Atlandtis
Saratoga, CA
2022, Senior, Poetry & Spoken Word
mother, tell me a story.
once when black cliffs shattered the sea & sprayed pearls crab-people walked upon the earth; scuttling across sand the same bronze as their skin & drinking milk from shells. they paddled the waves with their long crab legs, no fins or webs or gills to guide them.
were they like us?
they were not so flat & moon-like & were wholly unsuited for the sea; they breathed clouds not salt but were more than us: builders & inventors & gods of their world, wrenching mother earth open and gorging on the treasures she once held. stones illuminated like small moons and more golden than the sun, forests of coral as orange & pink & yellow as a thousand dawns. this was how they ruled: sculpting towers of icy marble, veins stretching for the sky; raising shimmering prisms as blue as the bay and twice as wide; plundering every living creature’s teeth & skin & donning them as trophies while the red sun swelled. how the world changed under their reign! how the heavens blossomed flame & leached soil of its brimming brown, how fragments of ocean splintered into foam, hurricanes spinning rage. how they staked the earth & pulled pulled pulled until she had no more left to give.
and then?
and then? and then? no one knows. they simply left the world behind. mother earth took her vengeance & dragged their glory back into her core. the only remnant remaining was her rage, volatile as the waters we call home. she sent storms to reclaim her lands & buried all traces of the crab-people under a thousand layers of dirt & stone & saltwater.

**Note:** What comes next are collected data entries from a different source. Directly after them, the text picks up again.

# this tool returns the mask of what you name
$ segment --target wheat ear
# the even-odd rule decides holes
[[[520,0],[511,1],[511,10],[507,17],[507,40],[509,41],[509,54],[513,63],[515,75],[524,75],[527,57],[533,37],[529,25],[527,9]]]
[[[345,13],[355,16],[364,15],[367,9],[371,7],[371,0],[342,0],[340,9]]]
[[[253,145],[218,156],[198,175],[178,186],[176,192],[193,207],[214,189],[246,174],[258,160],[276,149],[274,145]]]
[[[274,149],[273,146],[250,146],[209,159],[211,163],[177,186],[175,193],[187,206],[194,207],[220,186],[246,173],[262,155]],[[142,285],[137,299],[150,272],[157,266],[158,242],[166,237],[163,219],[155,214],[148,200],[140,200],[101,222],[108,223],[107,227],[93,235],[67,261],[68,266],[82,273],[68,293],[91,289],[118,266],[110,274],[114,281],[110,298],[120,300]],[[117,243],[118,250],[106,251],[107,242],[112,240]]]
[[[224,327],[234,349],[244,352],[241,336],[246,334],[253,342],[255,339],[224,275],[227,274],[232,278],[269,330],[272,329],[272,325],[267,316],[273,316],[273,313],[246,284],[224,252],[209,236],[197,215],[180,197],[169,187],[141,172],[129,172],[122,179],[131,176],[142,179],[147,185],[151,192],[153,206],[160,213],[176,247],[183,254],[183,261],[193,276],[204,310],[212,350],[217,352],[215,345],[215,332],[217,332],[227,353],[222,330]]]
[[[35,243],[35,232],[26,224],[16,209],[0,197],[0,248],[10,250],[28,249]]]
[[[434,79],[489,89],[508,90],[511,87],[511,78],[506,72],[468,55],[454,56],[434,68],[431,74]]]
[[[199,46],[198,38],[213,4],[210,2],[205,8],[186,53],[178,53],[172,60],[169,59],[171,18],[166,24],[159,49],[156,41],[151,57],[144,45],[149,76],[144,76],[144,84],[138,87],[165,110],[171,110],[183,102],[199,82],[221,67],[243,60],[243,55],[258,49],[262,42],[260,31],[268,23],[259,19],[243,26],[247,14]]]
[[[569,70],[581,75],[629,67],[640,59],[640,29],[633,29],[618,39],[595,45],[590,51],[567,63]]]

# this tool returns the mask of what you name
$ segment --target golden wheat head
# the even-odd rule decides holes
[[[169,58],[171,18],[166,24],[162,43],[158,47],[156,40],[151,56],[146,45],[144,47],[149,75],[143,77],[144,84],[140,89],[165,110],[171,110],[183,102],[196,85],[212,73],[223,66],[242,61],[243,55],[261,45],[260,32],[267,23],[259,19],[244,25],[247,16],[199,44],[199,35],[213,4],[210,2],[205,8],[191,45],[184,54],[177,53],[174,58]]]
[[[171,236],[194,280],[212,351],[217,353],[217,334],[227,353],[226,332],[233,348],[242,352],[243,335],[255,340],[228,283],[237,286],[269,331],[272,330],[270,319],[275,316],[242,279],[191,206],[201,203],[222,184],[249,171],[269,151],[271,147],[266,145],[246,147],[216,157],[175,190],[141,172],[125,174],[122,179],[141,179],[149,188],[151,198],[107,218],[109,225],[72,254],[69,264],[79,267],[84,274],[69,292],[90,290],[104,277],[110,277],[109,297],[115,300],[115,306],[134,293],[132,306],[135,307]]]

dear daughter, this is the tale of why this world is smothered in sea, why there are mountains under our fins, why the sky is eternally scarlet. remember, remember the crab-people and the empires they wrought—
mother?
yes?
it’s just a myth, isn’t it?
as far as we know, daughter, as far as we know.
Reflection
Reflection
While I was thinking about floods in coastal cities and islands as a result of climate change, my mind went to the story of Atlantis. It is a myth about a kingdom entirely underwater with superior technology and riches beyond imagination. Today, we talk about Atlantis as something unreal, something that may have existed in the past, but something we have long decided is a far-fetched story. Similarly, I was inspired to write a poem in which our world is an "Atlantis." I wrote about a world in which humans have evolved to live underwater and regard a time humans lived on land as fiction. The poem is a sort of myth explaining how the world came to be submerged as a result of humans and climate change. While writing this, I did feel very regretful of humanity's actions towards such a precious resource as the earth. However, I tried to make the poem humorous by describing humans as an alien, "crab-like" animal. I feel like writing, especially poetry, can be such a powerful medium to convey messages, and I hope that people can realize the long-term implications of climate change when they read my poem.